The balloon driver resides inside the guest operating system. When the balloon driver expands, it may induce the guest operating system to reclaim memory from guest applications, which can interfere with MongoDB’s memory management and affect MongoDB’s performance.

Do not disable the balloon driver and memory overcommitment features. This can cause the hypervisor to use its swap which will affect performance. Instead, map and reserve the full amount of memory for the virtual machine running MongoDB. This ensures that the balloon will not be inflated in the local operating system if there is memory pressure in the hypervisor due to an overcommitted configuration.

Ensure that virtual machines stay on a specific ESX/ESXi host by setting VMware’s affinity rules. If you must manually migrate a virtual machine to another host and the mongod instance on the virtual machine is the primary, you must first step down the primary and then shut down the instance.

Follow the networking best practices for vMotion and the VMKernel. Failure to follow the best practices can result in performance problems and affect replica set and sharded cluster high availability mechanisms.

It is possible to clone a virtual machine running MongoDB. You might use this function to spin up a new virtual host to add as a member of a replica set. If you clone a VM with journaling enabled, the clone snapshot will be valid. If not using journaling, first stop mongod, then clone the VM, and finally, restart mongod.

KVM

MongoDB is compatible with KVM.

KVM supports memory overcommitment, where you can assign more memory to your virtual machines than the physical machine has available. When memory is overcommitted, the hypervisor reallocates memory between the virtual machines. KVM’s balloon driver reclaims the pages that are considered least valuable.

The balloon driver resides inside the guest operating system. When the balloon driver expands, it may induce the guest operating system to reclaim memory from guest applications, which can interfere with MongoDB’s memory management and affect MongoDB’s performance.

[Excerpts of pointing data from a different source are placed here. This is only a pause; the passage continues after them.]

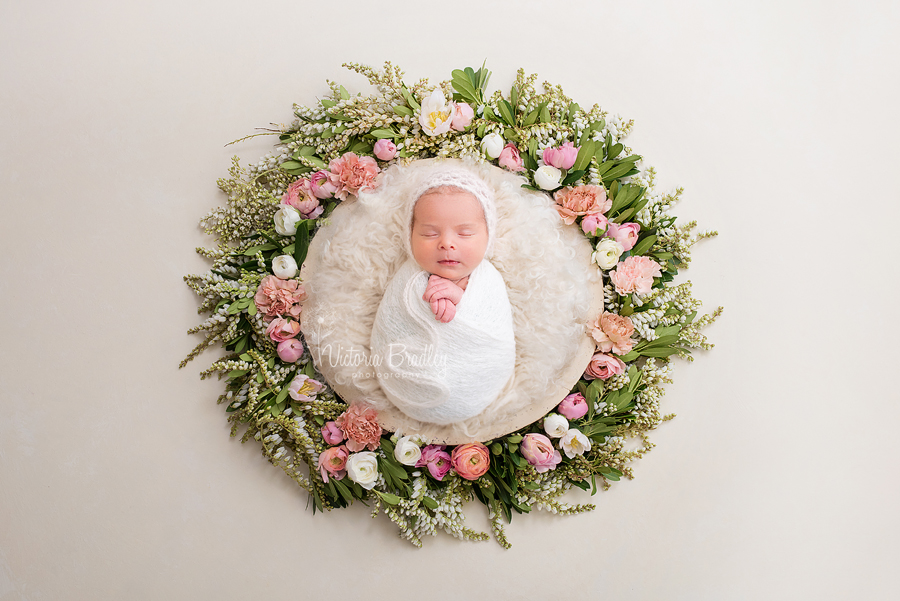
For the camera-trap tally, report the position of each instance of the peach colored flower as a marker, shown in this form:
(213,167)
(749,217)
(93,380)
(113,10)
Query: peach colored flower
(613,333)
(360,425)
(581,200)
(635,274)
(471,460)
(604,367)
(351,173)
(276,297)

Do not disable the balloon driver and memory overcommitment features. This can cause the hypervisor to use its swap which will affect performance. Instead, map and reserve the full amount of memory for the virtual machine running MongoDB. This ensures that the balloon will not be inflated in the local operating system if there is memory pressure in the hypervisor due to an overcommitted configuration.

Performance Monitoring

Note

Starting in version 4.0, MongoDB offers free Cloud monitoring for standalones and replica sets. For more information, see Free Monitoring.

iostat

On Linux, use the iostat command to check if disk I/O is a bottleneck for your database. Specify a number of seconds when running iostat to avoid displaying stats covering the time since server boot.

For example, the following command will display extended statistics and the time for each displayed report, with traffic in MB/s, at one second intervals:

iostat -xmt 1

Key fields from iostat:

  • %util: this is the most useful field for a quick check, it indicates what percent of the time the device/drive is in use.
  • avgrq-sz: average request size. Smaller number for this value reflect more random IO operations.

bwm-ng

bwm-ng is a command-line tool for monitoring network use. If you suspect a network-based bottleneck, you may use bwm-ng to begin your diagnostic process.

Backups

To make backups of your MongoDB database, please refer to MongoDB Backup Methods Overview.